Qu'importe. La bande-son réalisée par Steve Fisk et Ben Gibbard (Death Cab for Cutie, The Postal Service) sert admirablement ce document atypique de 97 minutes, accompagnant d'images variées des extraits audio choisis parmi 25 heures de conversations entre Cobain et le journaliste Michael Azerrad, auteur du livre Come As You Are: The Story of Nirvana.

Ce documentaire pour fans avertis, avare d'images d'archives (quelques photos monochromes du groupe seulement), propose comme une tapisserie en mouvement les lieux fréquentés jadis par Kurt Cobain, dont on n'entend pratiquement que la voix, du début à la fin. Son village natal d'Aberdeen dans l'État de Washington, la petite ville d'Olympia où il s'est initié au punk, Seattle dont il a fait la renommée au début des années 90.

Kurt Cobain: About A Son se présente avantageusement comme un témoignage autobiographique «exclusif» du chanteur de Nirvana. Il s'agit davantage d'un film d'art limité par ses moyens (ceux du bord), inspiré par des déclarations moins «exclusives» qu'elles n'y semblent (les vrais fans apprendront peu de choses), d'autant plus qu'elles sont à prendre avec un grain de sel, Cobain ayant toujours eu une fâcheuse propension à la mythomanie.

N'empêche. Dans le cadre de ces entretiens uniques, réalisés entre 1992 et 1993, Kurt Cobain parle en détail de son enfance, de sa difficulté à s'intégrer à la société et de son ressentiment face aux autres membres de Nirvana, un groupe visiblement au bord de l'implosion. Il y fait quelques aveux (il consommait de l'héroïne par doses de 400$ par jour), fait état de ses idées suicidaires, de ses violents maux de ventre et de sa difficulté à apprivoiser sa célébrité. On le sent surtout amer et aigri, nourri d'une rage singulière pour les journalistes qui, dit-il, «écrivent à 99% n'importe quoi» sur sa relation avec Courtney Love et sur leur fille Frances Bean.

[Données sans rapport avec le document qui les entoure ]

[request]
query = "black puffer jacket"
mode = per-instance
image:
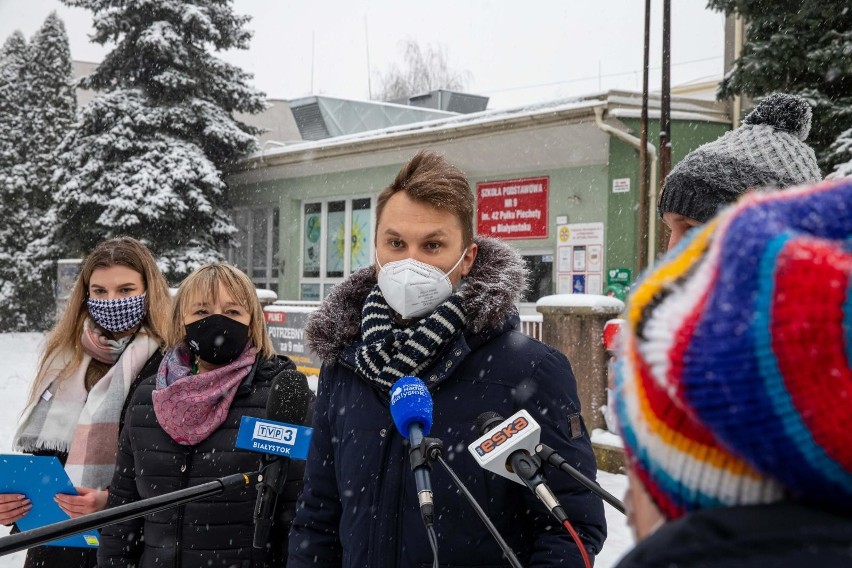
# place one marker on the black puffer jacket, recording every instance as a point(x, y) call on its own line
point(216, 531)
point(781, 535)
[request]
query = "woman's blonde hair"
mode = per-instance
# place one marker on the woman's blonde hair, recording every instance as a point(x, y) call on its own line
point(204, 282)
point(66, 334)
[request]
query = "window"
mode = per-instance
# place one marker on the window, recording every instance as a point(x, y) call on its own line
point(540, 280)
point(336, 241)
point(255, 249)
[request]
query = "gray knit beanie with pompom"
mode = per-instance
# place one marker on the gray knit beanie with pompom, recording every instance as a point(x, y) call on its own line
point(768, 150)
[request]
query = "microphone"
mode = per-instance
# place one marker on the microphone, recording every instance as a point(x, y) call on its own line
point(507, 448)
point(411, 409)
point(288, 402)
point(549, 455)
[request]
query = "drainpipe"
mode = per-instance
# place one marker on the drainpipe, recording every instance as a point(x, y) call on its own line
point(739, 29)
point(652, 200)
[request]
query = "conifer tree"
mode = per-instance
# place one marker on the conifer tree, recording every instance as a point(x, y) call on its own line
point(802, 47)
point(146, 156)
point(13, 182)
point(38, 106)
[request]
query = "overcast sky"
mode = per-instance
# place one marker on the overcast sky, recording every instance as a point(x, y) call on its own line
point(514, 52)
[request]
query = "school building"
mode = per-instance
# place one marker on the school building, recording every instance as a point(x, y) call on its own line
point(559, 180)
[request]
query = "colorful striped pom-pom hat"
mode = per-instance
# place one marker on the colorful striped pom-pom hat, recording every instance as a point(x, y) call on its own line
point(734, 381)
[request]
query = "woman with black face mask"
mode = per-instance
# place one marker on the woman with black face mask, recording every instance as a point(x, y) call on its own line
point(107, 340)
point(181, 430)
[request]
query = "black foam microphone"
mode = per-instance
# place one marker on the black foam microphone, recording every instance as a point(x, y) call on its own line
point(288, 402)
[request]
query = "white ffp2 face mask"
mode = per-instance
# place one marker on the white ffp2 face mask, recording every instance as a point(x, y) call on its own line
point(413, 288)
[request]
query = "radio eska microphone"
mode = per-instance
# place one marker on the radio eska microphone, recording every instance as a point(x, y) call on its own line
point(281, 436)
point(411, 409)
point(507, 448)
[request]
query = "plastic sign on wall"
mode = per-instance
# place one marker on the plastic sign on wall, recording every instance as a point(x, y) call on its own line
point(286, 328)
point(579, 251)
point(512, 209)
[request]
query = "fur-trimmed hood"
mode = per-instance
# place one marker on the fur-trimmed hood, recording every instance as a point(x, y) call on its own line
point(490, 291)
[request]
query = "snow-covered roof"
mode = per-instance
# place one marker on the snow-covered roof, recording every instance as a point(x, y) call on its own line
point(617, 103)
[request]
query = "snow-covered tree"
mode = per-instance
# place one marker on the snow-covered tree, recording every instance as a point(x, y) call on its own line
point(841, 154)
point(39, 106)
point(423, 70)
point(146, 155)
point(13, 179)
point(800, 47)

Devenu bien malgré lui le porte-étendard de la génération X (dont les médias ont beaucoup parlé cette semaine), Kurt Cobain a symbolisé par son suicide, le 5 avril 1994, à seulement 27 ans, la désillusion et le désenchantement de nombre de jeunes gens que l'on disait à l'époque «sans futur». «Nous avons en quelque sorte été la dernière génération d'enfants innocents, confie-t-il à son intervieweur. Nous regardions Sesame Street, nous vivions dans un monde de fantaisie où il n'y avait pas de violence. Mais les choses ont beaucoup changé.»

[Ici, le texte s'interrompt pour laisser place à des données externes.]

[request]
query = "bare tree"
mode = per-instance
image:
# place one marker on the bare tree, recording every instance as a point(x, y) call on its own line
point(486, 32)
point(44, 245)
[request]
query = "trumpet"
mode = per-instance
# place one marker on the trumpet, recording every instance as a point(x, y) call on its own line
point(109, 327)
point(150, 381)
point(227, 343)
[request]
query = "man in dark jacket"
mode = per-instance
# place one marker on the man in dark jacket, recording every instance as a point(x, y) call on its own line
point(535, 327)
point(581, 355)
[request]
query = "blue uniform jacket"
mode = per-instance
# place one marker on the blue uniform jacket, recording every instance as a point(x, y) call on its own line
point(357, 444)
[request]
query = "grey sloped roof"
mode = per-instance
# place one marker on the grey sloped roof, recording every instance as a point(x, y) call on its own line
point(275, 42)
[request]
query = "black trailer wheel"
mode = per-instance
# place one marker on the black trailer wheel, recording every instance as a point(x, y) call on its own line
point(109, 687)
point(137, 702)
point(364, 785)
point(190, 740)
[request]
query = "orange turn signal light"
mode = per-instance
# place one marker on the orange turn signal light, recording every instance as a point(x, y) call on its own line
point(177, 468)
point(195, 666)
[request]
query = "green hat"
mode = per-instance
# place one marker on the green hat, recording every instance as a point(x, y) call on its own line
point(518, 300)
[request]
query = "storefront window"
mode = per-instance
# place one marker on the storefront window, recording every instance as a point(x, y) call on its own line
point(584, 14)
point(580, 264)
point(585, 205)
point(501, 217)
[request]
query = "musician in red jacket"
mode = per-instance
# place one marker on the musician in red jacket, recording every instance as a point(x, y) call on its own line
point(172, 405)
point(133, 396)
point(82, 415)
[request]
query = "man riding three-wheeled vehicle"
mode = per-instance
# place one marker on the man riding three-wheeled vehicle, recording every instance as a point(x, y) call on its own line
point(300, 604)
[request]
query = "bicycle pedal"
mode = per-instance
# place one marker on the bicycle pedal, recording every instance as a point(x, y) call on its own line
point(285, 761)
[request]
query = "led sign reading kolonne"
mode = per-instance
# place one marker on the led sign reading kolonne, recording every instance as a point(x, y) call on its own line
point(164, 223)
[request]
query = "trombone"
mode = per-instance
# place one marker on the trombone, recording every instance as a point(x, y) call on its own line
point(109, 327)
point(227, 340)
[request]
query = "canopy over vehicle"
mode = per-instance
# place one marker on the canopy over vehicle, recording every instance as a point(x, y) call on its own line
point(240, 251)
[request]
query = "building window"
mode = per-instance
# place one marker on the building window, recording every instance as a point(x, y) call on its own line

«Nous avons été les premiers enfants du divorce, ajoute Cobain. Ce n'est pas ce qui devait nous arriver. Tous ces parents qui se sont séparés alors que leurs enfants avaient 7 ans, et qui n'ont pas été foutus de s'entendre par la suite, ont détraqué les adolescents que nous sommes devenus. La plupart des gens de ma génération sont devenus très cyniques. Ils alternent aujourd'hui entre le sarcasme et l'émotion franche.»

L'ironie, c'est que c'est pour ça qu'on l'aimait, non?